Currently winding up a group exhibition as part of an annual event in New Orleans, Louisiana called Dirty Linen Night, it is easy to see why artist Matthew Hance is a force to be reckoned with. Quiet and quirky, this 30-something year old painter works day and night for his art. His paintings are haunting and intimate without even giving very much information away. A full-time artist by vocation, and a contract preparator for the New Orleans Museum of Art, Hance works between 6 and 10 hours in his studio every day. With a strong cup of coffee in hand, and a quiet space for his creative brain to go wild in, his paintings come to life with a glance or a look.
Starting from an early age, painting and drawing were like breathing for Hance. An avid observer, his artwork catches the most finite of details, and chooses its stories to tell with visual play. Hance creates work based on intuition and fate, leaving some of the work to chance and some to planning and execution.
“The process of creating a piece for me is a meditative act, an ever evolving game of adding and subtracting. I try to be as playful as possible and in the same breath uphold the idea of Chaos Theory,” he tells us. “I’m always trying to push my boundaries and currently my creative approach is extremely organic—like a game of chess. I start with an idea and allow ample space to change directions, sometimes an entire composition halfway into a painting.”
Working with his favorite materials, including pencils, pastels, Golden acrylic paint and Van Gogh oils, he starts with a gesture, and works out the composition and details from there, letting the painting have a say in its final look. Focusing on portraiture and the eyes specifically, Hance is intrigued and inspired by the essence of his subjects, whether the figure he is creating is a person, a memory or a concept. Looking at his large-scale work in the flesh recalls the art and influence of Egon Schiele, Gustav Klimt, Botticelli, and Degas. There is a softness that pairs so perfectly with his line variation and edges, finding the sweet spots to go into detail with, like little focusing flourishes in a sea of blur and background.
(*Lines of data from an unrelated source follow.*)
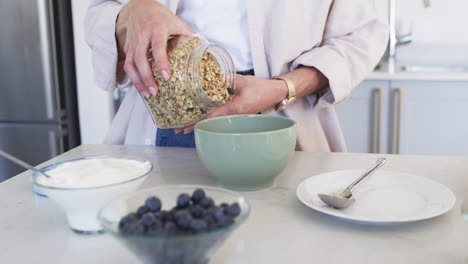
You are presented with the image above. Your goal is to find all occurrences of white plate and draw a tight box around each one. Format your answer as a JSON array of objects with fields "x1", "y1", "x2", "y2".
[{"x1": 296, "y1": 170, "x2": 456, "y2": 223}]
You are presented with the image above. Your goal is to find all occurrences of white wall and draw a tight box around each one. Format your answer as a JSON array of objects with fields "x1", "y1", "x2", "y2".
[
  {"x1": 71, "y1": 0, "x2": 114, "y2": 144},
  {"x1": 396, "y1": 0, "x2": 468, "y2": 43}
]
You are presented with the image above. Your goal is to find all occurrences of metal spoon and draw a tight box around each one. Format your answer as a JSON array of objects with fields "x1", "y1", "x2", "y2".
[
  {"x1": 0, "y1": 149, "x2": 51, "y2": 178},
  {"x1": 318, "y1": 157, "x2": 387, "y2": 209}
]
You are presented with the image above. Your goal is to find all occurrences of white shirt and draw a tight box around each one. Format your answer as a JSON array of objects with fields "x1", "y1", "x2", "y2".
[{"x1": 177, "y1": 0, "x2": 253, "y2": 71}]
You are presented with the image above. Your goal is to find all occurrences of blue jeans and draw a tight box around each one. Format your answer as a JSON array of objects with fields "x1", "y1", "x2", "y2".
[{"x1": 156, "y1": 69, "x2": 255, "y2": 147}]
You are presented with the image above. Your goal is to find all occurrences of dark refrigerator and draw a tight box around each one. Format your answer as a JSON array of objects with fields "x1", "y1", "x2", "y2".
[{"x1": 0, "y1": 0, "x2": 80, "y2": 182}]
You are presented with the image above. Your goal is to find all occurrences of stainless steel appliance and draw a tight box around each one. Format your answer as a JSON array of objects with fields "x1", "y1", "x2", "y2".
[{"x1": 0, "y1": 0, "x2": 80, "y2": 181}]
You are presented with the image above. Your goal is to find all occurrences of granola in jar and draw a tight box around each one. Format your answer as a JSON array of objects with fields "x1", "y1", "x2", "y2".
[{"x1": 144, "y1": 35, "x2": 236, "y2": 128}]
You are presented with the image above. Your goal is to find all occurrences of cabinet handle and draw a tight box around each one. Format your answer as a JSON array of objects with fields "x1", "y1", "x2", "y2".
[
  {"x1": 375, "y1": 88, "x2": 382, "y2": 153},
  {"x1": 395, "y1": 88, "x2": 402, "y2": 154}
]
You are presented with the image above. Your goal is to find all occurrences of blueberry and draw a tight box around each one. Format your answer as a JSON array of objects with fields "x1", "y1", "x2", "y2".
[
  {"x1": 141, "y1": 213, "x2": 156, "y2": 227},
  {"x1": 164, "y1": 221, "x2": 177, "y2": 231},
  {"x1": 125, "y1": 212, "x2": 138, "y2": 221},
  {"x1": 164, "y1": 221, "x2": 182, "y2": 235},
  {"x1": 189, "y1": 219, "x2": 207, "y2": 233},
  {"x1": 165, "y1": 210, "x2": 176, "y2": 222},
  {"x1": 119, "y1": 223, "x2": 131, "y2": 233},
  {"x1": 129, "y1": 222, "x2": 145, "y2": 235},
  {"x1": 174, "y1": 210, "x2": 189, "y2": 222},
  {"x1": 119, "y1": 212, "x2": 138, "y2": 229},
  {"x1": 153, "y1": 211, "x2": 163, "y2": 220},
  {"x1": 217, "y1": 217, "x2": 234, "y2": 228},
  {"x1": 137, "y1": 205, "x2": 149, "y2": 216},
  {"x1": 220, "y1": 203, "x2": 229, "y2": 209},
  {"x1": 119, "y1": 224, "x2": 131, "y2": 234},
  {"x1": 118, "y1": 220, "x2": 129, "y2": 230},
  {"x1": 191, "y1": 188, "x2": 206, "y2": 204},
  {"x1": 201, "y1": 207, "x2": 212, "y2": 218},
  {"x1": 177, "y1": 193, "x2": 191, "y2": 209},
  {"x1": 225, "y1": 203, "x2": 241, "y2": 217},
  {"x1": 145, "y1": 196, "x2": 162, "y2": 212},
  {"x1": 174, "y1": 210, "x2": 192, "y2": 229},
  {"x1": 199, "y1": 197, "x2": 214, "y2": 209},
  {"x1": 146, "y1": 219, "x2": 163, "y2": 235},
  {"x1": 189, "y1": 205, "x2": 204, "y2": 218},
  {"x1": 210, "y1": 207, "x2": 225, "y2": 222},
  {"x1": 204, "y1": 216, "x2": 216, "y2": 230}
]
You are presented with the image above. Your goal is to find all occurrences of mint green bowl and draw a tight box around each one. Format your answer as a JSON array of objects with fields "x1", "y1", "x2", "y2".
[{"x1": 195, "y1": 115, "x2": 296, "y2": 191}]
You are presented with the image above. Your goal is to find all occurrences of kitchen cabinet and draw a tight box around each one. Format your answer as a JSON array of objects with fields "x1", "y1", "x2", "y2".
[
  {"x1": 335, "y1": 81, "x2": 390, "y2": 154},
  {"x1": 392, "y1": 81, "x2": 468, "y2": 156},
  {"x1": 336, "y1": 80, "x2": 468, "y2": 156}
]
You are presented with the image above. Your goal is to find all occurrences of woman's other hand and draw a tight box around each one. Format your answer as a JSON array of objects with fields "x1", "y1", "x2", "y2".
[{"x1": 176, "y1": 74, "x2": 288, "y2": 134}]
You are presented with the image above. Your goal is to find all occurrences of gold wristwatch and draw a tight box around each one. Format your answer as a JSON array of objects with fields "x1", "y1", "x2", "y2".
[{"x1": 272, "y1": 76, "x2": 296, "y2": 112}]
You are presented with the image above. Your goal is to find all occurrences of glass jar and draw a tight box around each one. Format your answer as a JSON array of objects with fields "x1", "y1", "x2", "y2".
[{"x1": 144, "y1": 35, "x2": 236, "y2": 128}]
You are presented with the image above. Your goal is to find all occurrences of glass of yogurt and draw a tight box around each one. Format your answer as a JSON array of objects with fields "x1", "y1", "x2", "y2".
[{"x1": 33, "y1": 156, "x2": 152, "y2": 234}]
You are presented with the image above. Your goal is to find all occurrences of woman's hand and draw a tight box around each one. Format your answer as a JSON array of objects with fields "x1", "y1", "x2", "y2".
[
  {"x1": 176, "y1": 74, "x2": 288, "y2": 134},
  {"x1": 116, "y1": 0, "x2": 192, "y2": 98},
  {"x1": 206, "y1": 75, "x2": 288, "y2": 117}
]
The concept of memory and human processing is of great importance to Hance, and fueled a recent project where he creates a painting from a person’s personal recorded memories, and then displays the visual and auditory side by side for viewers. How we process identity, both internally and externally is fascinating to Hance, and can be easily seen in his intimate and robust paintings, with multiple narratives and evocative style.